The Swiss National Bank on Sept. 6 introduced a cap of 1.20 francs versus the euro to fight deflation threats and help the country’s exporters. The franc has gained 17 percent against the single currency during the previous twelve months, threatening foreign sales, as investors sought a refuge from the euro area fiscal crisis.
Hildebrand declined to say whether the SNB would raise the ceiling on the franc. Today’s remarks are the first made in public by a SNB official after the central bank imposed the cap.
The Swiss currency’s strength may curb economic growth just as demand from abroad is weakening. The International Monetary Fund this week lowered its projections for next year’s economic expansion in Switzerland to 1.4 percent from 1.8 percent.
The Swiss currency reached a record of 1.0075 against the euro on Aug. 9 on investor concern that European governments may be unable to contain the region’s debt crisis. The franc has remained above 1.20 versus the single currency since the SNB imposed the cap, and was at 1.22 late yesterday.

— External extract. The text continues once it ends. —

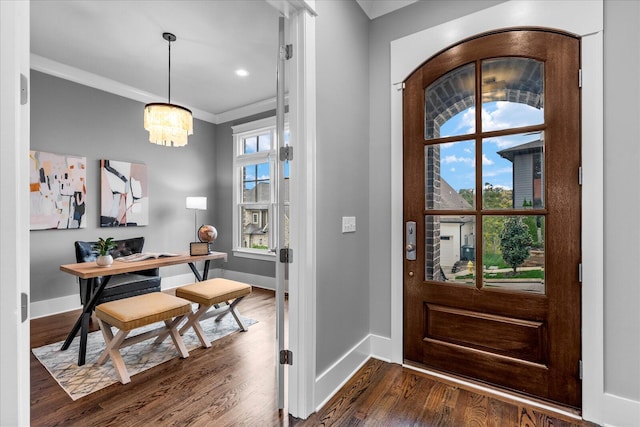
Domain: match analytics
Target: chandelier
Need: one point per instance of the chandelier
(168, 124)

Switzerland’s government as well as lawmakers have rallied behind the central bank after it drew criticism for its last round of currency interventions ended in June 2010. The purchases led to a record loss of $21 billion last year as the value of the central bank’s foreign currency holdings plummeted.
The IMF’s projections remain more optimistic than those of the Swiss government, which sees growth at 1.9 percent this year and 0.9 percent in 2012. That would be the weakest performance since the economy shrank in 2009. SNB lowered its 2011 growth forecast for the nation on Sept. 15.

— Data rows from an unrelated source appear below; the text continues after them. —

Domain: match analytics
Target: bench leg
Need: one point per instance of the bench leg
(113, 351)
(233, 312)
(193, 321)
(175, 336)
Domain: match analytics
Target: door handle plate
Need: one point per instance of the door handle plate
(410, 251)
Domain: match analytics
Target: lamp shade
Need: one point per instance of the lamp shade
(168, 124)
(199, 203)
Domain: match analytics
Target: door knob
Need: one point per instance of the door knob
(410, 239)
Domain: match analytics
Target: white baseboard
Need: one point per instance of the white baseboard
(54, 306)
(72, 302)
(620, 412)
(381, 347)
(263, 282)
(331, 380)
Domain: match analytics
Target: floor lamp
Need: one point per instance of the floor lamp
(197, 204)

Holcim, the world’s second-largest cement maker, said Aug. 18 that the currency’s strength shaved 916 million francs off sales in the second quarter and reduced operating profit by 203 million francs.
SNB policy makers unexpectedly cut borrowing costs last month and boosted liquidity to money markets to help weaken the franc. Hildebrand said on Sept. 6 that while costs of the currency ceiling may be “very high,” doing nothing “would almost certainly inflict tremendous long-term damage” to the economy.
The central bank last introduced a currency cap in 1978 to stem gains versus the Deutsche mark.